To the growing proportion of never-smokers, the attraction to this new cloud blowing craze is unfathomable. Many health workers and academics mistakenly thought this was a new kind of smoking cooked up by tobacco companies.
Shocked, they quickly called to have the devices banned. But vapers, most of whom were smokers before they switched to vaping, are no longer inhaling smoke with all the killer toxins, tar and carbon monoxide.
Electronic cigarettes, or vaporisers, contain a battery, a heating element and a tank or cartridge containing a liquid made from propylene glycol, vegetable glycerine and usually some flavour, water and maybe some nicotine.
The element heats the liquid creating the steam-like vapour that can be inhaled.
There are many different types of vaporisers, thousands of flavours and all sorts of people now vape - some for the nicotine hit, some for the sheer enjoyment and satisfaction they get from creating clouds, experimenting with flavours or collecting bespoke devices.
When you see someone vaping, in most cases, you are seeing someone who has finally got off the quit merry-go-round. They tried the nicotine patches, the gum, the lozenges, the Champix, cold turkey and some even resorted to hypnosis. They rang Quitline, they talked to their doctor and every time they came into contact with the health system every nurse or midwife or specialist asked them if they smoked, advised them to quit and referred them for help.
When you see someone vaping, you're looking at someone who had to research online, find a supplier and buy, not just one, but a few different vaporisers and e-liquids, before they hit upon what for them has been a magic bullet.
As long as they can still get their favorite e-liquid flavour, what they call their ADV (all-day-vape), they can't see themselves ever smoking tobacco again.
This is a person who has overcome a lot of scorn for even experimenting with an e-cigarette.
They're the tough ones who can keep on vaping, despite the dirty looks and despite the scare-mongering lies about e-cigarettes being as harmful as smoking.
The Royal College of Physicians has deemed vaping, even with nicotine, to be at least 95 per cent safer than smoking tobacco, and has recommended every smoker in the United Kingdom switch to vaping.
Not only are vapers resourceful, persistent and committed to improving their health, they have to pay for this technology themselves. Luckily, vaping quickly pays back the initial outlay for the hardware and then returns savings of $80 to $100 a week, depending on how many cigarettes they used to smoke. Taxpayers should be applauding vapers, or at least giving them an encouraging thumbs-up.
If the government continues to restrict sales to pharmacies and 'vape shops' and bans vaping wherever smoking is banned, our smokefree target will remain out of reach.
We have our fair share of people who think their dislike of something is grounds enough to ban new technologies and the new behaviours that come with them.
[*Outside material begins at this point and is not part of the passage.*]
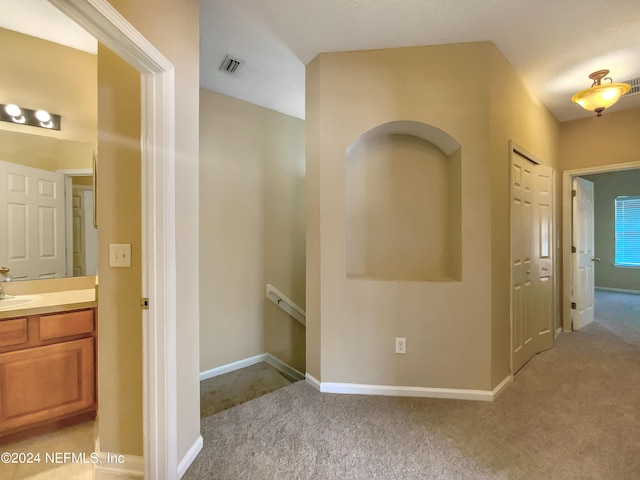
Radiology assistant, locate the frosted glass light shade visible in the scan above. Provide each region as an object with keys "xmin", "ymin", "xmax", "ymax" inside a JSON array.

But thankfully this is New Zealand, and mostly we are pragmatic.
We accept our quirky subcultures and draw the line when people go too far with wanting to ban things that are not harming anyone.
The government has paid an awful lot, and still does, to reduce smoking rates. Five percent or below by 2025 is the aspirational smokefree target. Before vaping, that's all it could be - an aspiration. If the government would lift the ban on the importation for sale of nicotine for vaping, Smokefree Aotearoa 2025 could become a reality.
It will be more difficult for some groups than others - Māori, lower socio-economic groups and people with mental health conditions all strongly interact with smoking. For these groups to also cross the smoking finish line, the Associate Minister of Health, Sam Lotu-Iiga, will need to resist the demands of prohibitionists.
If the government continues to restrict sales to pharmacies and 'vape shops' and bans vaping wherever smoking is banned, our smokefree target will remain out of reach. But if it supports smokers to switch, stop-smoking services will become redundant, possibly even before 2025. Just don't expect a tax cut. Every cent will be needed to fight the new largest killer - obesity.
Marewa Glover is an associate professor of public health with Massey University’s School of Public Health.